Ich hätte ein kleines Problem, nämlich, dass ich im Spiel keine ScreenShots machen kann

Ichj habe die Tastenbelegung schon geändert, hatte aber kein Erfolg...Gibts jemand, der ein selbes/ähnliches Problem behoben hat?


----------



## Dolomedes (15. September 2012)

Nicht gerade präzise die Aussage.
Du drückst den Print Screen und es funktioniert nicht oder was ist dein Problem ?


----------



## PHENOMII (15. September 2012)

Um welches Spiel handelt es sich? Hast du unter "Einstellungen" -->"Im Spiel" ein Screenshot-Tastenkürzel drin?
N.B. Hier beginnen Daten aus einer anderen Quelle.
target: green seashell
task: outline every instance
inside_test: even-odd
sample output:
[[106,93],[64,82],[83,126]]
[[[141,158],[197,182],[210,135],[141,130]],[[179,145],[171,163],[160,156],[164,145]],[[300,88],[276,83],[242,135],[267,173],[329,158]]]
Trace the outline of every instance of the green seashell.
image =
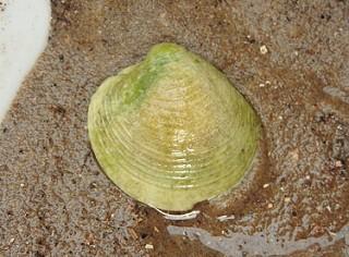
[[149,206],[184,211],[239,183],[260,119],[227,77],[176,44],[107,78],[88,109],[95,156],[110,180]]

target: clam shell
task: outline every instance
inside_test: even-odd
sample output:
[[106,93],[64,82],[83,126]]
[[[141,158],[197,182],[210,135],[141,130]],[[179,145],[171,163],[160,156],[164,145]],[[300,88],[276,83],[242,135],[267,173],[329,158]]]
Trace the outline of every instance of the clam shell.
[[164,210],[192,209],[239,183],[260,131],[227,77],[176,44],[154,46],[107,78],[88,109],[103,170],[128,195]]

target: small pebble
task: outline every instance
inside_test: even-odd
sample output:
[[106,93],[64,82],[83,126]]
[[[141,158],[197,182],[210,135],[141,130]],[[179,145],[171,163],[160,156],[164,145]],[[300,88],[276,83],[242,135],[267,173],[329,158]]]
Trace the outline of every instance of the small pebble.
[[152,244],[146,244],[146,245],[145,245],[145,248],[146,248],[146,249],[154,249],[154,245],[152,245]]
[[217,220],[219,220],[220,222],[227,221],[227,220],[234,220],[234,219],[236,219],[236,217],[233,215],[231,215],[231,216],[224,215],[224,216],[217,217]]
[[341,161],[340,161],[340,160],[337,160],[337,161],[335,162],[335,167],[336,167],[336,168],[341,168],[341,167],[342,167]]
[[263,188],[267,188],[269,186],[269,184],[264,184]]
[[291,198],[290,197],[285,197],[285,203],[290,203],[291,201]]
[[261,50],[261,53],[262,53],[262,54],[265,54],[265,53],[268,52],[268,49],[267,49],[266,46],[264,46],[264,45],[260,48],[260,50]]

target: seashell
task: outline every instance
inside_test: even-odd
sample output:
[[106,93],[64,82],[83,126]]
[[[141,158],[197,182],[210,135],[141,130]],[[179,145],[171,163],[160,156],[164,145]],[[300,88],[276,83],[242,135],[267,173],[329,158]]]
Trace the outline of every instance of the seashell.
[[107,78],[88,108],[96,159],[124,193],[184,211],[237,185],[258,149],[260,119],[227,77],[176,44]]

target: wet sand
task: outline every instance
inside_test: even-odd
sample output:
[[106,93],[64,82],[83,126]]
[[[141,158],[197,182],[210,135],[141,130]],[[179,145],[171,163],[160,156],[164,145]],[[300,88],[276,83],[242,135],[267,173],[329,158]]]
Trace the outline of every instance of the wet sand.
[[[347,1],[65,0],[52,12],[1,124],[0,255],[349,255]],[[120,192],[87,139],[96,88],[161,41],[214,63],[264,126],[254,171],[192,221]]]

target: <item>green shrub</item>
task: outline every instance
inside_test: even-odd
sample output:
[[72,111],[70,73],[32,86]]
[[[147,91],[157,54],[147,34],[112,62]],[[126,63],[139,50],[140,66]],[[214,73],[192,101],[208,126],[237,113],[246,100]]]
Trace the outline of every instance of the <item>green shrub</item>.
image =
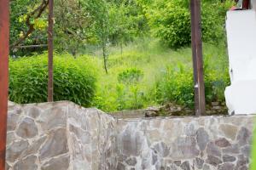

Hast du mit Fraps das selbe Problem?


----------



## TempestX1 (15. September 2012)

Drücke "Druck(en)" oder "Print" auf deiner Tastatur, öffne danach Paint und dann grad einfügen auswählen.


----------



## Shona (15. September 2012)

Ihr wisst schon das er die Screenshot Taste in Steam meint und nicht von irgendeinem Spiel oder Fraps? 

@coroc
Deine Infos sind ziemlich wenig, bitte gib mal mehr z. B. auf welche Taste hast du es gelegt?


----------



## coroc (20. September 2012)

Ok. Sorry. Ich hatte das Thema aus meinen Abos entfernt 

Also, Ich habs bei skyrim. Mal gucken. Die Tasten warn F12 und F1


----------



## Shona (20. September 2012)

F12 ist Standart von Steam, somit hast du es auf F1 gelegt aber hast du auch geschaut das dies nicht von Skyrim belegt ist? Falls es gar nicht geht nimm Tastenkombinationen wie Shift+F1 oder Shift+F12


----------



## coroc (20. September 2012)

Ich probiers aus 

Meldung kommt dann

EDIT: Ist wieder auf F12. Klappt (auch mit Shift) nicht

Noch ne Frage: Wo kann ich das im Spiel mahen, ich hab nix gefunden


----------



## Rizzard (20. September 2012)

Separat kannst du auch Fraps benutzen.


----------



## coroc (20. September 2012)

Stimmt. Danke 

Ich probiers


----------



## Shona (20. September 2012)

Anscheinend wird im Skyrim ordner eine BMP angelegt wenn man die DRUCK-Taste drückt, würde ich aber nicht empfehlen da BMP wirklich eine sehr schlechte qualität ist 

Ich verwende so oder so nur Fraps und damit ich mit Steam keine Fotos mache liegt das bei mir auf  Strg+Alt+C ^^


----------